Figure 3. Vinculin associated focal point adhesions: Distribution of actin filaments and vinculin in human mesenchymal stem cells, showing cytoskeletal organization.

Actin filament, vinculin and nucleus are pseudocolor in green, red, and blue respectively. (A) 8^th day, MSCs seeded in microchannel without any shear stress. (B) 8^th day MSCs seeded in microchannel under 1 × 10⁻³ μbar. (C) 8^th day MSCs seeded in microchannel under 2 × 10⁻³ μbar. (D) 8^th day MSCs seeded in microchannel under 4 × 10⁻³ μbar. (E) Static Control (F) MSCs seeded in microfluidic device with cryopreservation treatment. Cryopreserved MSCs after 8 days of (G) 1 × 10⁻³ μbar, (H) 2 × 10⁻³ μbar, (I) 4 × 10⁻³ μbar shear stress inside microchannel. (J) Quantitative difference in focal points in MSCs at various shear stresses compare to static control. (NS: > 0.05, ** < 0.01, *** < 0.005).

Figure 4

(A–E) Phase contrast and DAPI staining images of MSCs. MSCs were grown with or without shear stress. Representative images of (A) MSCs without cryopreservation, (B) MSCs with cryopreservation-static control. Cryopreserved MSCs with shear stress (C) 1 × 10⁻³ μbar (D) 2 × 10⁻³ μbar (E) 4 × 10⁻³ μbar. (F) bar plot image of cell number per mm² (NS: > 0.05, ** < 0.01, *** < 0.005).

Figure 5

(A) Bar plot image of immediate post-thaw viability of MSCs inside microchannel measured by trypan blue. (B) Bar plat image of viable MSCs 24 h after post thaw, as assessed by the MTT assay. (NS: > 0.05, ** < 0.01, ***).

Figure 6. Representative images for differentiation potential of MSCs seeded inside microchannel.

Multilineage differentiation of shear induced cryopreserved MSCs showing differentiation potential towards both osteogenic and adipogenic lineages. Adipogenic oil droplet formation and osteogenic calcium nodule formation was determined by Oil Red O and alizarin red assays respectively.

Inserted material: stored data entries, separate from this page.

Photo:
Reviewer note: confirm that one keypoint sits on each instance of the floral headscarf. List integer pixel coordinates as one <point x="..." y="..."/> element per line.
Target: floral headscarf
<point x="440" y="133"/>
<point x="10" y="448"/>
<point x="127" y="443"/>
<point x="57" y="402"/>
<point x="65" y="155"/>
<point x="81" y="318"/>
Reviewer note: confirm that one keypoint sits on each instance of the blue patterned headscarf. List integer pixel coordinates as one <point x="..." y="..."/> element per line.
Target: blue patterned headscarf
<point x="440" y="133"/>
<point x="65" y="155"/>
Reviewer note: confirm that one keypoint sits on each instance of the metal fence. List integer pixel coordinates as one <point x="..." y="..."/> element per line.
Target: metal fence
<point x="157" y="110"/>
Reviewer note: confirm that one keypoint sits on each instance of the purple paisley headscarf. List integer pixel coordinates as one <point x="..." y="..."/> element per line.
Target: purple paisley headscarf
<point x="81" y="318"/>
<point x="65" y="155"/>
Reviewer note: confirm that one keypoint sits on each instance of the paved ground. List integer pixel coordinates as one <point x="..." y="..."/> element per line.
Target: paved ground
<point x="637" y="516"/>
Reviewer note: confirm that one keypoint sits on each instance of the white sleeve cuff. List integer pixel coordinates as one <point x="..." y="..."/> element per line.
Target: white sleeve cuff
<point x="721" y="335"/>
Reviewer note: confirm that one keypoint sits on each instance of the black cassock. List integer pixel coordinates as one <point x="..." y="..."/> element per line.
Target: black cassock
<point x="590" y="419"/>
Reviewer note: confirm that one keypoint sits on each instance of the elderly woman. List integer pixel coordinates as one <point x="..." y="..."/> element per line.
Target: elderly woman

Figure 7. Determination of stemness of MSCs seeded inside microchannel.

No significant higher expression level of stemness markers (NANOG, OCT-4, SOX-2 and REX-1) were observed in cryopreserved MSCs in various shear stress compared to fresh and static control.

Figure 8. Schematic representation of cell substrate interaction in presence of shear stress.

(A) With increase in shear stress focal adhesion point increases. (B) Schematic representation showing with increase in number of focal point decreases the intracellular space between cell-ECM, results in lesser ice formation in intracellular space.

Figure 9

(Schematic of Backside Diffused Light Lithography (BDLL): (I) represents the UV trans-illuminator from which UV light passes through (II) glass substrate and (III) pGS photo-mask (a mask on which the pattern of the micro-channel is drawn) to expose (IV) SU-8 substrate to produce micro-channel of exactly same pattern by regulating the amount of energy allowed to pass through the spatial region of pGS photo-mask. (V) Quartz Glass is used to cover SU-8 coated glass, whereas, (VI) a tinted film is used at the top of the set-up for preventing it from exposed on light.

Figure 10

Illustration of cryopreservation strategy used for MSCs inside microfluidic chamber (A) Schematic representation of cell seceding and subsequent cryopreservation protocol (B) Phase contrast image of MSCs inside microfluidic chamber and it enlarge image with 10X magnification obtained from confocal microscope.